El verano de ahora hace once o doce años fuimos a celebrar el cumpleaños de un amigo del grupo en su piscina. Mi grupo de amigos de hoy todavía es el mismo que entonces: son los amigos que hice en la Escuela Sant Lluís Gonçaga, en la Garriga, donde estudié catorce años y de la cual guardo un buen recuerdo. Entre hormonas, risotadas y la conturbación típica de quien está haciendo la transición de la infancia a la edad adulta, en las escaleras de aquella piscina empezó una conversación que los años y los acontecimientos han hecho importante. Uno de los amigos comentó que se había enterado de que un profesor de la escuela —el hombre que había sido nuestro tutor de cuarto de ESO y que entonces era la jefe de estudios— había enviado fotografías de su culo a un par de compañeros de clase. El profesor, además, había pedido una fotografía del culo de los alumnos —que aquel verano ya eran exalumnos— a cambio. El recuerdo de aquella piscina es importante por muchas cosas, pero lo que más me atrapa todavía ahora es que las chicas del grupo, que entonces debíamos tener quince o dieciséis años, enseguida advertimos unánimemente a nuestros amigos machos: esto que nos estaban explicando era un abuso sexual.
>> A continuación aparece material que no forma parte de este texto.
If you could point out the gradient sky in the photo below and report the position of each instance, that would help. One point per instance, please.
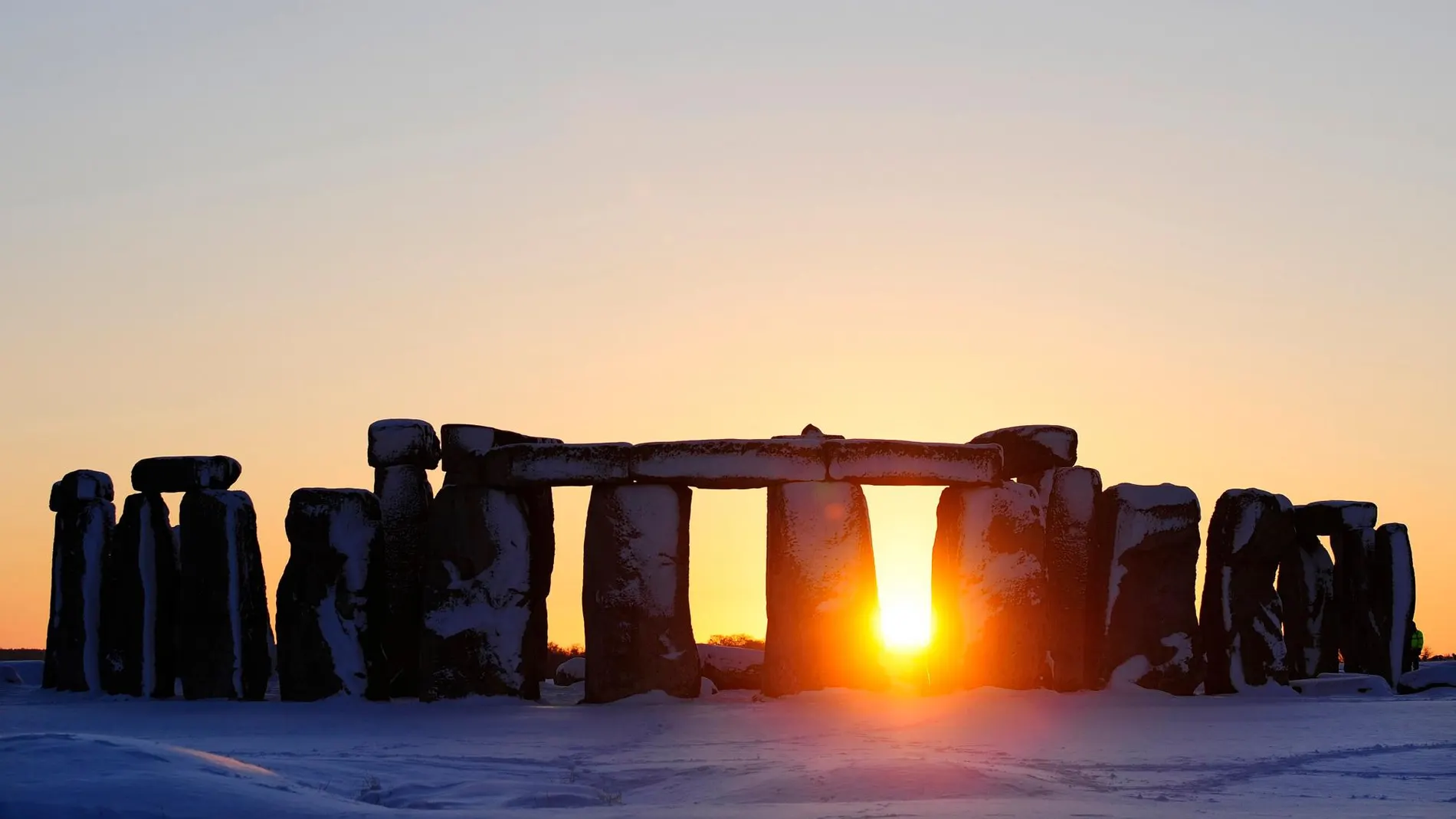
(1218, 239)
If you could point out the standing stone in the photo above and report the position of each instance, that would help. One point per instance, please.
(478, 600)
(821, 592)
(1142, 581)
(326, 644)
(223, 623)
(1071, 519)
(1033, 448)
(1359, 633)
(989, 588)
(1307, 592)
(1241, 614)
(402, 451)
(1392, 600)
(634, 594)
(85, 523)
(140, 584)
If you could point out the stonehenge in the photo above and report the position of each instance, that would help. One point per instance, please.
(1040, 578)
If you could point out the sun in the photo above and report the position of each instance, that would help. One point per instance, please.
(904, 624)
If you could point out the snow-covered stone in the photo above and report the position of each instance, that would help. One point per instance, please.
(404, 506)
(478, 597)
(1360, 642)
(634, 598)
(1033, 448)
(989, 589)
(80, 485)
(1307, 592)
(1069, 503)
(185, 473)
(823, 600)
(1250, 531)
(1430, 675)
(571, 673)
(730, 667)
(910, 463)
(1330, 517)
(326, 642)
(558, 464)
(223, 624)
(1343, 686)
(1142, 581)
(728, 463)
(140, 584)
(402, 441)
(85, 523)
(465, 447)
(1392, 600)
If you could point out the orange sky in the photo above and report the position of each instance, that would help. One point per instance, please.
(254, 233)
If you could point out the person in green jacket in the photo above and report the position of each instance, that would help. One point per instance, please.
(1412, 657)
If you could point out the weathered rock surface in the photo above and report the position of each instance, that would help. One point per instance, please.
(821, 592)
(731, 668)
(910, 463)
(223, 624)
(558, 464)
(478, 597)
(1359, 634)
(1142, 579)
(185, 473)
(466, 445)
(142, 578)
(1241, 618)
(728, 463)
(1307, 592)
(402, 441)
(1331, 517)
(634, 597)
(80, 485)
(1069, 503)
(404, 496)
(1033, 448)
(1392, 600)
(85, 523)
(326, 642)
(989, 589)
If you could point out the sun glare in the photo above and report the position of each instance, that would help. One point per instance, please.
(904, 626)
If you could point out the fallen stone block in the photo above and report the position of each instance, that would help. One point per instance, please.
(989, 589)
(1033, 448)
(1142, 581)
(84, 530)
(1330, 517)
(404, 496)
(223, 624)
(823, 601)
(140, 584)
(731, 668)
(478, 597)
(558, 464)
(402, 441)
(185, 473)
(728, 463)
(634, 597)
(910, 463)
(79, 486)
(1069, 503)
(326, 642)
(1392, 600)
(1241, 616)
(1307, 592)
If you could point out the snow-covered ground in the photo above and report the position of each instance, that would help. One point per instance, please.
(829, 754)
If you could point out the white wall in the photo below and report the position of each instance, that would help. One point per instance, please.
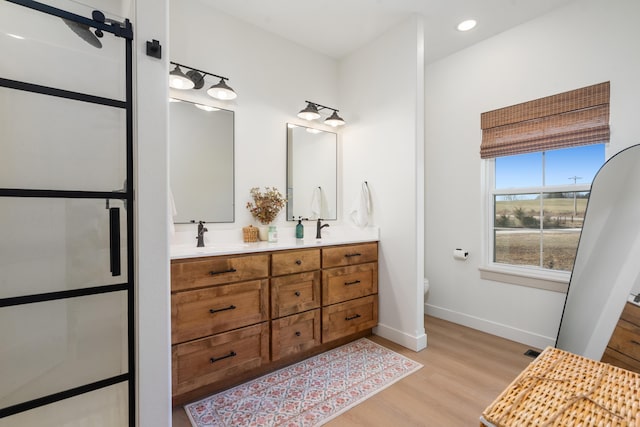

No era ningún juego, ni era ninguna broma. Era serio. La clarividencia con que nosotras lo interpretamos fue inversamente proporcional a la capacidad para entender de qué les estábamos hablando de los chicos que estaban en aquella piscina. Resulta que éramos nosotras, las que no lo entendíamos y lo hacíamos demasiado grande: era un código de hombres, un cachondeo masculino con que algunos de los chicos de la clase tenían el privilegio de poder relacionarse con aquel profesor.

 

La fortaleza que anhelan para validar su masculinidad, en el fondo, tiene más que ver con destapar los presuntos abusos y el acoso sexual de un profesor que con encubrirlo

 

Hace cosa de un par de meses se hizo público que el jefe de estudios, el profesor, era investigado por delitos sexuales cometidos a lo largo de los años en que estuvo en la escuela. "Son ocho denunciantes, pero creen que hay muchas más víctimas", publicaba este jueves el diario Ara en una pieza larga. De hecho, la mayoría de los que todavía tenemos contacto con alguno de nuestros compañeros de clase sospechamos que hay muchas otras víctimas, pero que o bien no se han atrevido a hablar o bien todavía no han encontrado las herramientas para entender que aquello que les pasó eran presuntos abusos sexuales. Igual que los amigos del grupo que en aquella piscina defendían al profesor entendiendo que la alternativa era sentirse víctimas de alguna cosa, bien seguro que el proceso judicial que ha abierto y la eclosión de denuncias ha hecho replantearse y revisar la relación que muchos chicos tenían con aquel profesor.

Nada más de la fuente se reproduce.